A Recap of 2018 for the UK Retail Sector

A Recap of 2018 for the UK Retail Sector

Home » A Recap of 2018 for the UK Retail Sector

2018 was a challenging year for retail as brands struggled with how best to position their offering in the mix of channels now available to consumers. From declining footfall and reduced construction spend to changing spending habits, traditional retailers had to up their game to hold the attention of increasingly savvy consumers.

And for some, there was visible success as overall retail growth in the UK increased by 2.7%. For many, however, nervousness about political factors, increased pressure on disposable income, large high street brands disappearing and a myriad of other factors, it was yet another year of hoping for the best and just getting through it.

Post By Craig Bennett -
CEO

Customers demanded more from their shopping experience


Physical stores in the UK continued to undergo a structural change as consumers demanded a less predictable shopping experience.
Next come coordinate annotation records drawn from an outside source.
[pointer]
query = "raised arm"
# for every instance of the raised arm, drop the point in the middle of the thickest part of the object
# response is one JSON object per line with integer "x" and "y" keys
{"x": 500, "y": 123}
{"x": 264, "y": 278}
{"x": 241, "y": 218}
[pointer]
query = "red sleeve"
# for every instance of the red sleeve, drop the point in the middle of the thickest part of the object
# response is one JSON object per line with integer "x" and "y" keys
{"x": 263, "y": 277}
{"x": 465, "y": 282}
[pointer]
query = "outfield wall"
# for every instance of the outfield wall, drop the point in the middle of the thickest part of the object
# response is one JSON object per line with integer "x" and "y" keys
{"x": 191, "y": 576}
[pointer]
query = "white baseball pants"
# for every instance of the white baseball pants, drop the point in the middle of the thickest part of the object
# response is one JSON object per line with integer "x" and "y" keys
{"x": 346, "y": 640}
Bricks and mortar shops were, and are likely to remain, the most significant channel for many brands but the role they must play, and the experiences they offer, will continue to evolve. For many consumers, the ability to touch, feel and engage with products satisfies a need that simply cannot be met by online shopping. However, issues with the basics in physical shops such as poor lighting, confused layouts and bad décor were just some of the triggers that saw shoppers taking their business elsewhere.

 
 

Reality hit on the high-street


2018 was a year that saw several stalwarts of the British high streets struggle to hold on as they wrestled with the change needed to meet the demand of today’s customers. 43 companies, affecting over 2,500 stores and almost 50,000 staff, went into administration during the year, evidence should it be needed of just how difficult the market has been to operate in.

Online and omnichannel continued to dominate the agenda


Online and omnichannel continued to dominate the agenda The divide continued across food and non-food sectors with the latter losing an almost 30% share to online shopping. Even smaller food retailers such as Iceland got in on the act as consumers looked to benefit from the hassle-free option of ordering their shopping from the comfort of their home and it arriving neatly boxed at a time to suit them.
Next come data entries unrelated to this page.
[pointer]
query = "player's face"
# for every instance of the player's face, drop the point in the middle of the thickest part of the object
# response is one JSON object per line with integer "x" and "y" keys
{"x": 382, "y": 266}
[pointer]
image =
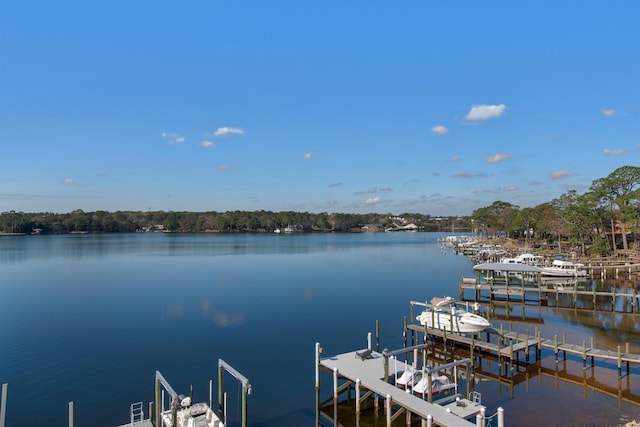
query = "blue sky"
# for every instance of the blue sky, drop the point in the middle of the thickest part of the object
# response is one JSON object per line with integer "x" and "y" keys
{"x": 433, "y": 107}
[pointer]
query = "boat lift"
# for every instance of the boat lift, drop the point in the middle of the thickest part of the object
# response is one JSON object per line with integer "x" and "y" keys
{"x": 175, "y": 399}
As supermarkets battled to attract shoppers back in store, they also increased their focus on the experience they offer their customers. A growth area was integrating lifestyle brands as part of a multi-sensory experience; here retailers tapped into time-poor and busy shoppers who are as happy to buy their weekly groceries as they are kitchenware, garden tools and a whole host of other products designed to complement their home, all within a single retail visit.
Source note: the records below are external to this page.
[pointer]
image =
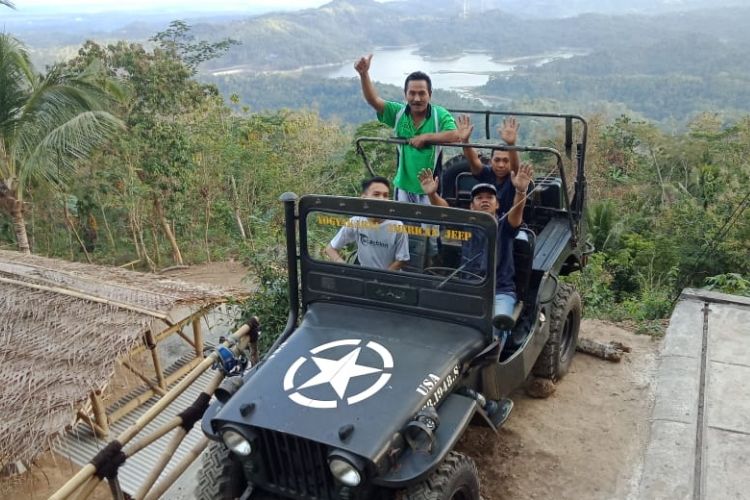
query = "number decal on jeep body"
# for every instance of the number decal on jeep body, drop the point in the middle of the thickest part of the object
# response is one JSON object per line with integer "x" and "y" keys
{"x": 436, "y": 389}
Interestingly, the emergence of a multi-channel experience using technology as part of the in store experience proved a lifeline for the sector. Shoppers wanted to benefit from the convenience and ease of online alongside the instant gratification that comes from leaving with your purchase in hand. Embracing this, many retailers began to look at how they could introduce a more seamless experience in store or across multiple channels, with the most successful creating a joined up and increasingly personalised experience at every touchpoint a customer may encounter.

Black Friday happened - again...


Showing once again that it’s here to stay, Black Friday remained a highlight of the consumer calendar, however many physical retailers continued to struggle against their online competition. Footfall was down 2.1% on the previous year and only the clothing category showed an increase in spend.

The perception that online would be cheaper remained; there are less overheads and greater efficiencies of scale in wholesale purchasing so it’s easy to see how this assumption is being fuelled. Sadly for bricks and mortar retailers, little support was available from the government to help even the playing field between on and offline brands. Whilst business costs went up, including increases to the living wage, there has been no visible movement to business rates which continued to hamper physical retailers.

Brexit lingered in the background


The continued uncertainty brought about by Brexit continued to dominate the political agenda throughout 2018. As in many sectors, industry experts believe there will be close correlation between the outcome of the negotiations and the health of the retail sector. Any sort of negotiation is likely to be received as positive with growth, albeit minimal, while a hard exit could see the opposite effect of market contraction. It is a situation that observers will continue to speculate on as the UK gets closer to committing to the next steps.

It was a year where investment in retail shopping centres dropped to its lowest level since 2008, UK retail property values dropped by 20% and business rates increased by almost 11%. Uncertainty and change dominated the agenda.

The perfect storm of changing consumer habits and new technology has been a gamechanger in recent years and companies must be prepared to adapt and embrace something new. Bricks and mortar stores are here to stay but it’s no longer enough to just sell products. Retailers must sell a dream, an experience, something aspirational that sits alongside the physical purchase. Ever more thought must be made to the look and feel of a retail space and how products are displayed and promoted to capture the eye of discerning consumers. Most importantly, retailers must get to grips with how they create a single experience across their digital and physical platforms. It’s an expensive and complex time to be in retail, but you only have to look at the demise of so many high street names to see the cost of not getting to grips with change.